A flaw found in Intel chips lets attackers decrypt your hard drive, among other things. It can’t be fixed but instead mitigated with firmware patches (via The Register).
The flaw is found within the Converged Security and Mangeability Engine (CSME). This engine does many low-level tasks like controlling power levels, starting the main CPU, verifying and bottling firmware, and providing cryptographic functions. It’s the first thing that starts when you turn on your computer. It’s described as a mini computer because it has its own RAM, CPU, and boot ROM.
The CSME can protect its RAM so that the rest of the computer can’t use it. But there is a tiny window of opportunity between the system turning on and the CSME enabling its memory protection. During that window, it’s possible for a hacker to hijack the CSME. Physical access to the machine is required; this isn’t a remote exploit.

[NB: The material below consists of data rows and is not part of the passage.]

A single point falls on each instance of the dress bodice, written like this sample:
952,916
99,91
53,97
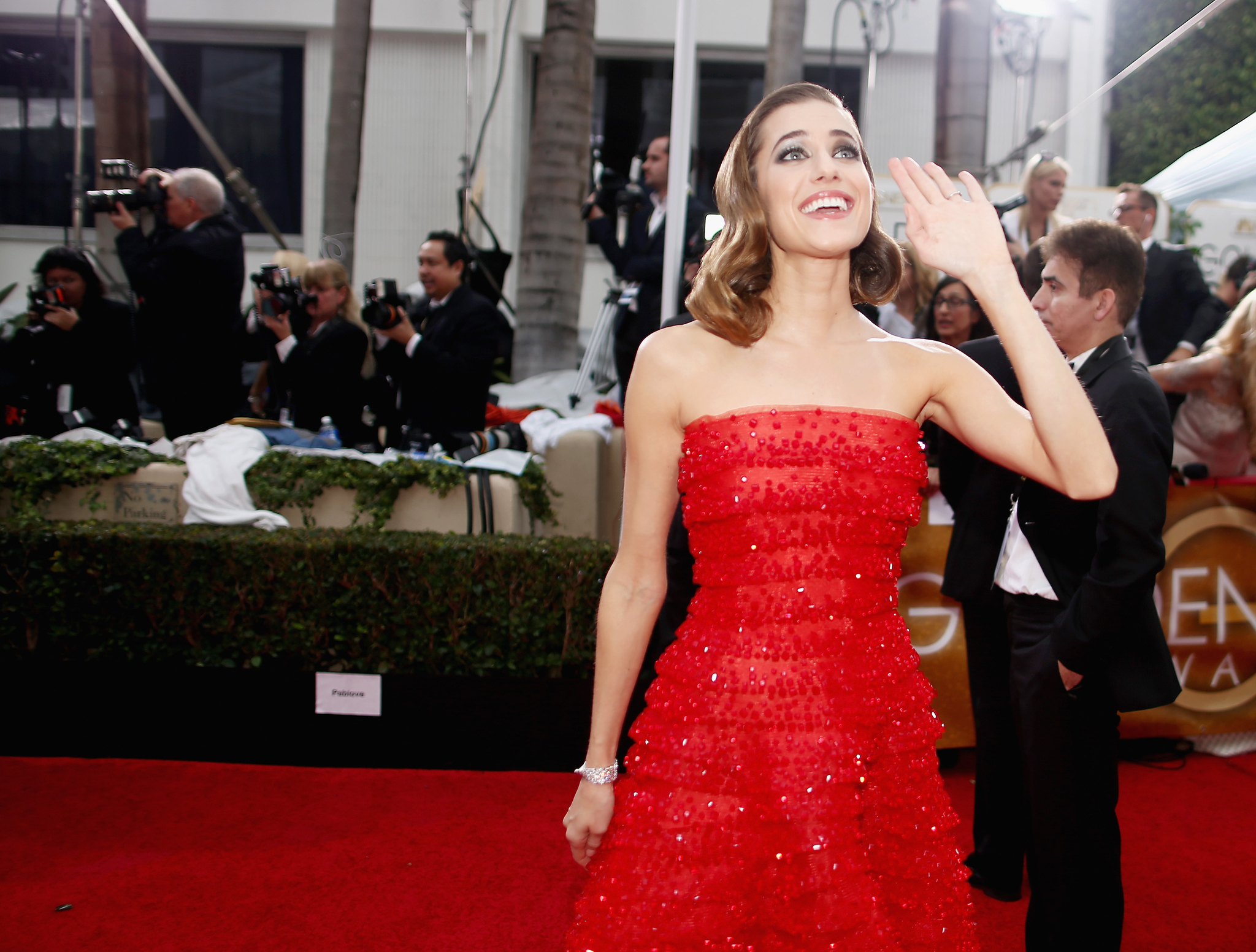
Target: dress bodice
792,493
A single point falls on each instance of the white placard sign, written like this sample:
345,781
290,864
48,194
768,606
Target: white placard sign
348,693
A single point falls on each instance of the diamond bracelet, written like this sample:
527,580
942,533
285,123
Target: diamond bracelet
599,775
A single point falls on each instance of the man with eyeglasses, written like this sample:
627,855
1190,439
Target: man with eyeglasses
1176,314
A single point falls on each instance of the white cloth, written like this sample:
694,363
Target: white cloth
215,492
895,323
1017,571
545,427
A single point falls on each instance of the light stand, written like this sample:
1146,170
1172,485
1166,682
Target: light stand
77,180
465,205
1019,38
875,18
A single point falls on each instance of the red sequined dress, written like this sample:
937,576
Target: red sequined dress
784,790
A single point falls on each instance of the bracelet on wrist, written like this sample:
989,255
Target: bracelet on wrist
599,775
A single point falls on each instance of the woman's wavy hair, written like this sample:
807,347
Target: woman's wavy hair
727,297
324,272
1236,340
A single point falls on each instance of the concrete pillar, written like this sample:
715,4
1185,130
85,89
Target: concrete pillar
962,85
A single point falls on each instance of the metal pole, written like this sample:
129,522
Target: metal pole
77,178
234,176
684,67
467,15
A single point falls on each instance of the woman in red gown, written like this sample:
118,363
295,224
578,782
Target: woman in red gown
783,793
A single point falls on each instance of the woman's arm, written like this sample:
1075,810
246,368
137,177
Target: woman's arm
1059,443
636,583
1185,376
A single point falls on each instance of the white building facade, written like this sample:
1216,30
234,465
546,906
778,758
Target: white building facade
416,85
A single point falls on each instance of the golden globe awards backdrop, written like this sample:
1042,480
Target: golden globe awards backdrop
1206,597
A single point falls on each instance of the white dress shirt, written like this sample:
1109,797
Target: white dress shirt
1019,572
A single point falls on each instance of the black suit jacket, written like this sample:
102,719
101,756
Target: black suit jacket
445,382
189,284
1102,557
1171,310
94,357
322,377
979,492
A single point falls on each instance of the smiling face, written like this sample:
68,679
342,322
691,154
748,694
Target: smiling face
813,185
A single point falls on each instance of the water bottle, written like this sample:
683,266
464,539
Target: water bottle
328,433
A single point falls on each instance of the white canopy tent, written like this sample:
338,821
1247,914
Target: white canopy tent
1221,169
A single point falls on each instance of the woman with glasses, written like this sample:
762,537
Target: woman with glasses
1043,184
954,317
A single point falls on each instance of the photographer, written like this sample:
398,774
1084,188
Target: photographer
73,358
321,366
189,275
445,367
640,261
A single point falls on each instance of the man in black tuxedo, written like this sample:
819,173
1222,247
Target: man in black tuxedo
1086,636
1176,314
446,366
980,494
189,276
640,261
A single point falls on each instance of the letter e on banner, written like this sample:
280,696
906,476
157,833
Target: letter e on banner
348,693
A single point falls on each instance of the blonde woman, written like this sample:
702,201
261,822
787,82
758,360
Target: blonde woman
1043,184
321,372
784,791
1215,424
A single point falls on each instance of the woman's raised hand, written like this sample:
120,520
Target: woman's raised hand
588,819
957,237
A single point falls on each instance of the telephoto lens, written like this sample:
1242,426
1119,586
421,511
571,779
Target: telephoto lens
285,292
382,307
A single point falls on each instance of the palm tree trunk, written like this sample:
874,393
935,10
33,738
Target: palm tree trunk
351,40
552,242
786,44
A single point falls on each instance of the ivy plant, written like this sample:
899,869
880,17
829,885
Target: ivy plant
34,470
280,479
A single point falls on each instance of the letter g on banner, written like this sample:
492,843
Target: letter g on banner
949,612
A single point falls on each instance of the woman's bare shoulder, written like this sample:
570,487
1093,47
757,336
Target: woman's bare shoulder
678,347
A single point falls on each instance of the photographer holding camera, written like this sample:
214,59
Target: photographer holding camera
640,261
322,357
73,358
189,276
445,367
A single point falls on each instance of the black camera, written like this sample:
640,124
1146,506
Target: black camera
42,298
150,195
285,292
382,307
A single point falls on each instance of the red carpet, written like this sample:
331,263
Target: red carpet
185,857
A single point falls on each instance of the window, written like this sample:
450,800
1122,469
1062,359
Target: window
249,97
37,130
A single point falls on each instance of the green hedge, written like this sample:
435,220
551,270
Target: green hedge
323,600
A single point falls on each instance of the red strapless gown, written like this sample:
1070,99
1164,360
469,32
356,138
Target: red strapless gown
784,790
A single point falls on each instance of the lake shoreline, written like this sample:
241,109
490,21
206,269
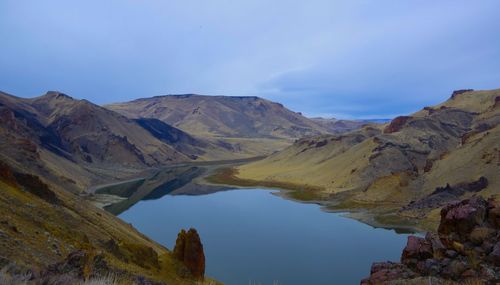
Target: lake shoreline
210,181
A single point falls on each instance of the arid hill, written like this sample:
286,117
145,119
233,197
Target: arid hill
222,116
409,167
52,236
337,126
77,143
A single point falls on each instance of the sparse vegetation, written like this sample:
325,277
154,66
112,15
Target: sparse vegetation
300,192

Once a hacker has control over the CSME they can extract its cryptographic keys used for such things like disk encryption. In the case of Macs this means FileVault. Once the keys are stolen the hacker can decrypt your hard drive.
However, this key is not platform-specific. A single key is used for an entire generation of Intel chipsets. And since the ROM vulnerability allows seizing control of code execution before the hardware key generation mechanism in the SKS is locked, and the ROM vulnerability cannot be fixed, we believe that extracting this key is only a matter of time.
“When this happens, utter chaos will reign. Hardware IDs will be forged, digital content will be extracted, and data from encrypted hard disks will be decrypted.
Intel says the only thing people can do is to install firmware mitigation’s and make sure to install the latest software updates. It affects Intel chips manufactured in the past five years, and can’t be completely fixed without replacing the actual chip.